Journaling as a Spiritual Practice by Helen Cepero

Helen Cepero, seminary professor and director of spiritual formation at North Park Theological Seminary, has written this book as part of InterVarsity Press’ Formatio Books. Formatio is a division of IVP dedicated to the promotion of the ancient traditions of the church to aid in spiritual formation (Spiritual formation is a channel through which contemplative practices are entering the church). For those acquainted with this language, you will recognize that IVP is introducing and repackaging the Roman Catholic and Eastern Orthodox traditions drawn not from Scripture but from the ideas of people. This type of “spiritual formation” has become immensely popular since Richard Foster wrote The Celebration of Discipline about three decades ago. Since then, and more so recently, the Christian community has been flooded with the call to return to ancient practices and traditions. Journaling as a Spiritual Practice is one such call, this time to the discipline of journaling. What should be observed from the outset is that Cepero does not draw her understanding on journaling from the Scriptures, for nowhere in the Bible is such a practice taught. Whatever she has to offer comes from post-biblical tradition and/or the imagination of more recent times.

Having said this we must ask whether journaling is wrong. The short answer is no. Many of the great saints of God throughout the years have written diaries and journals to aid them in their walk with God. Admittedly, there are other methods that believers practice to expedite their spiritual development which do not come directly from a chapter and verse. Certainly the Lord allows latitude within biblical parameters to find and use methods to help us worship Him and understand His ways. Writing down our thoughts, insights, struggles, and understanding and application of Scripture can have great benefits. Still, it must be remembered that there is no mandate in Scripture to journal, nor is everyone predisposed to do so. For those interested in journaling, this book offers much in the way of helpful advice, practical suggestions and encouragement.

That’s the good news. The devil, as they say is in the details. Journaling attempts, as many books of this genre do, to use Jeremiah 6:16, “Stand at the crossroads and look; ask for the ancient paths…” (p. 92) as biblical support. But, of course, Jeremiah was calling the people back to the ancient paths of God as taught in the Word. Cepero is calling her readers back to the ancient paths of Roman Catholic and Eastern monastic and mystical practices which were not even on Jeremiah’s radar.
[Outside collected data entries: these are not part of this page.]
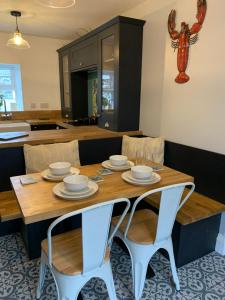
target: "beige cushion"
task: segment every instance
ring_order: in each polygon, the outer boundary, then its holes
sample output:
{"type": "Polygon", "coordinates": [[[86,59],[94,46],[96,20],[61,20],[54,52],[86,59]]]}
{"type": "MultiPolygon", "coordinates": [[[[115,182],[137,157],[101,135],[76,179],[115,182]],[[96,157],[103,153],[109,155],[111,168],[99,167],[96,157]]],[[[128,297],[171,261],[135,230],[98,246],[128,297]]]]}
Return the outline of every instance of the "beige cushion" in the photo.
{"type": "Polygon", "coordinates": [[[26,173],[42,172],[49,164],[57,161],[70,162],[72,166],[80,166],[78,141],[48,145],[24,145],[26,173]]]}
{"type": "Polygon", "coordinates": [[[135,138],[123,136],[122,154],[129,158],[143,157],[156,163],[164,161],[164,139],[158,138],[135,138]]]}

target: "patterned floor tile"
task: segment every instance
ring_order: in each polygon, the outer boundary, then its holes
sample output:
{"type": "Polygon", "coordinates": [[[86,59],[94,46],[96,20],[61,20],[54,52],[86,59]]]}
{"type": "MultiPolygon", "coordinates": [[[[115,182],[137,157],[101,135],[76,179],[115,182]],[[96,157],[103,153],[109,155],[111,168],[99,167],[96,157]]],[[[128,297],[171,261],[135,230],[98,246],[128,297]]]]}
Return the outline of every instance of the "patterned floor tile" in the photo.
{"type": "Polygon", "coordinates": [[[20,235],[0,237],[0,271],[5,266],[14,266],[28,261],[28,256],[20,235]]]}
{"type": "MultiPolygon", "coordinates": [[[[118,300],[134,300],[129,254],[113,243],[111,263],[118,300]]],[[[169,261],[156,253],[150,262],[155,276],[146,279],[142,300],[225,300],[225,258],[210,253],[178,270],[181,291],[175,290],[169,261]]],[[[35,300],[39,260],[28,260],[19,234],[0,238],[0,300],[35,300]]],[[[82,289],[84,300],[108,300],[97,278],[82,289]]],[[[52,275],[46,274],[41,300],[56,300],[52,275]]]]}
{"type": "Polygon", "coordinates": [[[225,299],[225,281],[221,281],[219,284],[215,285],[210,291],[205,293],[205,298],[208,299],[225,299]],[[211,297],[211,298],[210,298],[211,297]],[[214,298],[213,298],[214,297],[214,298]]]}
{"type": "MultiPolygon", "coordinates": [[[[113,274],[116,295],[118,300],[133,300],[133,294],[130,292],[117,274],[113,274]]],[[[108,300],[106,285],[97,278],[90,280],[82,289],[84,300],[108,300]]]]}

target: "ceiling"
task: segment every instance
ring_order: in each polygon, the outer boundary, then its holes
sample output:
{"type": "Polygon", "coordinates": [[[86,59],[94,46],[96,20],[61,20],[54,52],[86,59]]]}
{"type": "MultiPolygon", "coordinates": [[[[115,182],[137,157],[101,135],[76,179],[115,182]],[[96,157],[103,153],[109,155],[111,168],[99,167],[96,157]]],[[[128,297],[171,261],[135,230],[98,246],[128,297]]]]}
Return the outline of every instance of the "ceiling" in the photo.
{"type": "Polygon", "coordinates": [[[19,10],[22,33],[74,39],[141,2],[144,0],[76,0],[74,7],[57,9],[43,7],[37,0],[4,0],[0,6],[0,31],[15,30],[10,11],[19,10]]]}

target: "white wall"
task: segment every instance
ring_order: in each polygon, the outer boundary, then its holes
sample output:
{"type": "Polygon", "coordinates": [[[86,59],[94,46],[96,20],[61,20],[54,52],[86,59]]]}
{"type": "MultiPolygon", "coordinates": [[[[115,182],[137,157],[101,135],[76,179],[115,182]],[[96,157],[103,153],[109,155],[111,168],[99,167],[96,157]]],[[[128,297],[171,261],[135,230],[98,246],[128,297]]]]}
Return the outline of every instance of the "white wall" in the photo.
{"type": "Polygon", "coordinates": [[[197,0],[147,0],[124,15],[147,21],[140,128],[148,135],[225,154],[225,1],[207,2],[199,41],[191,47],[191,80],[183,85],[174,82],[176,53],[170,46],[167,18],[175,8],[177,28],[182,20],[192,24],[197,0]]]}
{"type": "Polygon", "coordinates": [[[40,109],[40,103],[48,103],[48,109],[60,109],[56,50],[68,41],[24,36],[31,48],[18,50],[6,47],[11,36],[0,32],[0,63],[21,65],[24,109],[31,110],[32,103],[36,104],[36,109],[40,109]]]}

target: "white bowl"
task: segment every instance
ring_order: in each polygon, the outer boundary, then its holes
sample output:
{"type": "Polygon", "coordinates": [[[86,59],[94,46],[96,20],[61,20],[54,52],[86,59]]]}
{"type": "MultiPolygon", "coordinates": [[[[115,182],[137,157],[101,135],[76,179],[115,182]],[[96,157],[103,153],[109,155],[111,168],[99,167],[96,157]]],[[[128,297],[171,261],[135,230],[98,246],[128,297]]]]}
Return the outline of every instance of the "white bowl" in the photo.
{"type": "Polygon", "coordinates": [[[49,170],[52,175],[64,175],[70,172],[71,163],[69,162],[55,162],[49,165],[49,170]]]}
{"type": "Polygon", "coordinates": [[[87,188],[88,177],[85,175],[71,175],[63,179],[65,189],[71,192],[76,192],[87,188]]]}
{"type": "Polygon", "coordinates": [[[127,164],[127,156],[125,155],[111,155],[109,160],[112,166],[123,166],[127,164]]]}
{"type": "Polygon", "coordinates": [[[153,169],[148,166],[134,166],[131,168],[131,175],[137,179],[147,179],[152,176],[153,169]]]}

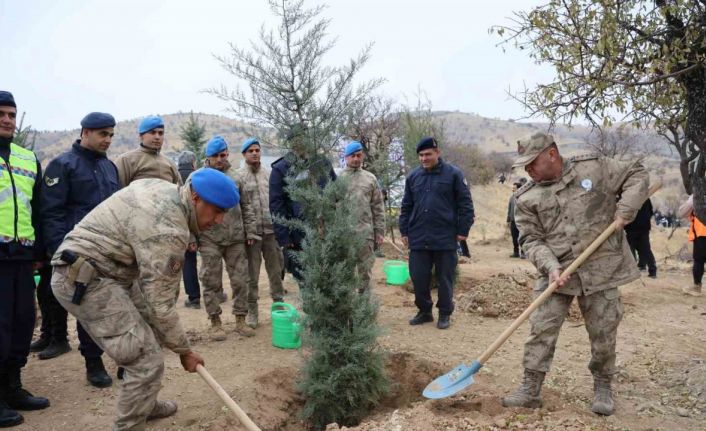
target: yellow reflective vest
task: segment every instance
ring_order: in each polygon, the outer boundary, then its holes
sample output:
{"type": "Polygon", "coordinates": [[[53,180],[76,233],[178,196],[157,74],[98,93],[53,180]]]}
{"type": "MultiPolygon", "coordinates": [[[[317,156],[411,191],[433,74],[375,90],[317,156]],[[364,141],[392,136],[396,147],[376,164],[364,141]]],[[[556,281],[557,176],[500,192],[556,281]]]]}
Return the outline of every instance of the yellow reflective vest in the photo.
{"type": "Polygon", "coordinates": [[[34,245],[32,191],[37,180],[37,157],[10,144],[9,163],[0,157],[0,243],[34,245]]]}

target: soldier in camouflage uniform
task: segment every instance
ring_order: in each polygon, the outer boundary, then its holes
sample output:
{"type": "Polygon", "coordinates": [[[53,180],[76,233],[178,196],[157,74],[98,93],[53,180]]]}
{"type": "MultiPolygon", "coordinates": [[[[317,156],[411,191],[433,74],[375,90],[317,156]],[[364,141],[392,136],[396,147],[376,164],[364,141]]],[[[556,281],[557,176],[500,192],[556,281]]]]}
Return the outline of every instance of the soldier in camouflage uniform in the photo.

Her book is filled with methods and references to and quotes from those who developed and are followers of this system: Henri Nouwen (p. 21), Nouwen’s L’Arche community in France (p. 21), Quakers (p. 78), Stations of the Cross (pp. 117-118), spiritual directors (pp. 123, 151), Thomas Merton (p. 148), Ignatius of Loyola (p. 72) and his examen prayer (p. 81), etc. As I said, Cepero is not taking her reader back to Scripture but back to Roman and Eastern Orthodoxy.

In addition, we find many troubling statements and practices throughout: Yoga (pp. 16, 62), “God comes to the place where we are and says our name” (p. 31), “God our beloved, born of a woman’s body” (p. 61), “the body does not lie” (p. 63), “our sexuality can lead us into an intimacy that speaks of God’s own presence” (p. 65), use of symbols to aid journaling (p. 74), naming our wounds can help heal them as we grieve over them (pp. 125, 131). “I am good because God created me” (p. 127), “If we name God as our lover” (p. 127), “May the presence of the Holy Spirit fill your sleep and speak in your dreams” (p. 133), “The voice of God tends to be gentle and soft” (p. 149). Each of these and others deserve analysis and challenge by the discerning Christian.

But the most concerning teaching in Cepero’s book is reserved for what she calls “dialogue journaling” (pp. 104-112). Here, the reader is taught to wait for God to speak and reveal His Word and Self to us through some sort of inner voice or thought. For example, the reader is told to write in their journal the word “God” and then wait for a response (p. 104). On one occasion God responded to her, and she wrote in her journal, “Helen, welcome back, I’ve missed you” (p. 105). Cepero explains, “All journaling, but perhaps especially dialogue journaling, is dependent on the good use of imagination” (p. 108). Why these imaginary words from God are seen as superior to the infallible Word of God is truly a mystery to me. But herein lies the great danger of the book. When we turn from the revelation of God to inferior traditions of the past and the imaginary, and possible cultic, communications of the present we turn from the rock solid Word of truth to the quicksand of human ideas. For this reason Journaling as a Spiritual Practice is truly a dangerous work.

NOTE: It should be noted that a pre-publication version of this book was used in the review. The page numbers may be somewhat different in the final publication.